The two scarcely knew each other when they tied the knot in front of a throng of shoppers at the Mall of America in Minnesota back in 1998. However in the years since, they fell in love and had four children together.
Friends helped with arranged marriage
It all started with what sounds like an elaborate practical joke. David set a wedding date of June 13, 1998, despite not having a fiancée. He enlisted friends and family to help him find a bride-to-be. His loved ones launched a full-on search, including a commercial, advertisements and television interviews. They screened hundreds of women and eventually landed on Elizabeth.
The couple says accepting each other, flaws and all, is a key component of their lasting union.
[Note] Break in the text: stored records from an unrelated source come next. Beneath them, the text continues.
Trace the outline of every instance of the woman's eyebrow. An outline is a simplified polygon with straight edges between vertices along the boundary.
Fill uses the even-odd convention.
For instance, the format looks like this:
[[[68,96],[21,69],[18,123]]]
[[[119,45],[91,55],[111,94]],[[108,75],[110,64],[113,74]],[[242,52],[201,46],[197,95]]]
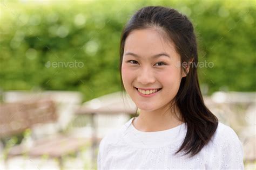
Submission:
[[[125,54],[125,55],[132,55],[132,56],[134,56],[137,57],[137,58],[140,58],[140,56],[139,56],[137,54],[136,54],[134,53],[131,53],[131,52],[127,52]],[[167,57],[170,58],[170,56],[165,53],[160,53],[160,54],[154,55],[152,56],[151,58],[158,58],[160,56],[166,56]]]

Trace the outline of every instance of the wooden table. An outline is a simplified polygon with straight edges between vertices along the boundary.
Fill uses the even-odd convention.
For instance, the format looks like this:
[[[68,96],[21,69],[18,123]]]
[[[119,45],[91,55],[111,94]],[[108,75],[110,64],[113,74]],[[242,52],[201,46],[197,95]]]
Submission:
[[[112,101],[109,101],[112,99]],[[93,161],[97,159],[96,149],[98,145],[97,139],[98,125],[95,122],[95,115],[119,114],[134,115],[137,112],[136,105],[131,100],[127,98],[124,102],[123,98],[118,93],[114,94],[112,99],[111,97],[98,98],[96,103],[97,104],[93,104],[93,101],[87,102],[76,111],[77,115],[87,115],[91,118],[90,121],[93,129],[92,134]]]

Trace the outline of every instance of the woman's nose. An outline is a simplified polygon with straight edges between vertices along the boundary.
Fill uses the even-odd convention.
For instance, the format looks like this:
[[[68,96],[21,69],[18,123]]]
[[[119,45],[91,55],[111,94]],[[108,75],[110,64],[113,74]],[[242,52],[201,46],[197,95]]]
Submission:
[[[142,84],[147,84],[156,81],[154,75],[150,69],[142,69],[137,75],[137,81]]]

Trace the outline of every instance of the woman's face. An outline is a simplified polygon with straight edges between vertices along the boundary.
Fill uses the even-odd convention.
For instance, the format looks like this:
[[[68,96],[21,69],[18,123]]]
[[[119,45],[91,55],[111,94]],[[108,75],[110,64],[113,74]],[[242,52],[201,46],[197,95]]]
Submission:
[[[145,29],[130,33],[124,46],[122,80],[139,109],[152,111],[170,103],[183,77],[181,67],[177,67],[180,63],[173,44],[164,41],[157,31]],[[160,90],[154,93],[153,90],[145,90],[152,89]]]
“Finding a good partner for life is about working with people as they are, not insisting that … people have to be the perfect person for you,” David told the Associated Press. “You’re not going to find somebody carved in a statuary that’s perfect for you.”
A sad twist in the fairy-tale ending
Now, the couple is facing what could be the end of their fairy-tale love story. In March, they got devastating news that David has inoperable, terminal stage IV colon cancer. The couple is attempting to laugh through the pain, another strategy they say has kept them together all these years. While they don’t know how long David has, they’re determined to make the most of what time they have left.
Go Fund David Weinlick http://go.redirectingat.com/?id=88890X1542043&url=https%3A%2F%2Ft.co%2FukJa4AY5g7 via @Scienceblogs
— Greg Laden (@gregladen) March 19, 2017
They plan to renew their vows at the same spot where they originally married, the Mall of America. The event also serves as a fundraiser for the Angel Foundation, which helps families suffering from cancer with financial assistance and free camps for children.
The Weinlicks plan to spend the upcoming months much the way they’ve spent the rest of their lives: enjoying simple pleasures together like family gatherings, a high school reunion and watching TV shows.
Still, the prospect of living without David is deeply saddening for Elizabeth.
“The hardest part for me is knowing that there are going to be things that I’m going to miss about Dave in the future and knowing that there’s nothing I can do right now to make up for that,” she told the AP. “When our first grandchild is born, he’s not going to be there. What would have been our 25th wedding anniversary, he probably won’t be there.”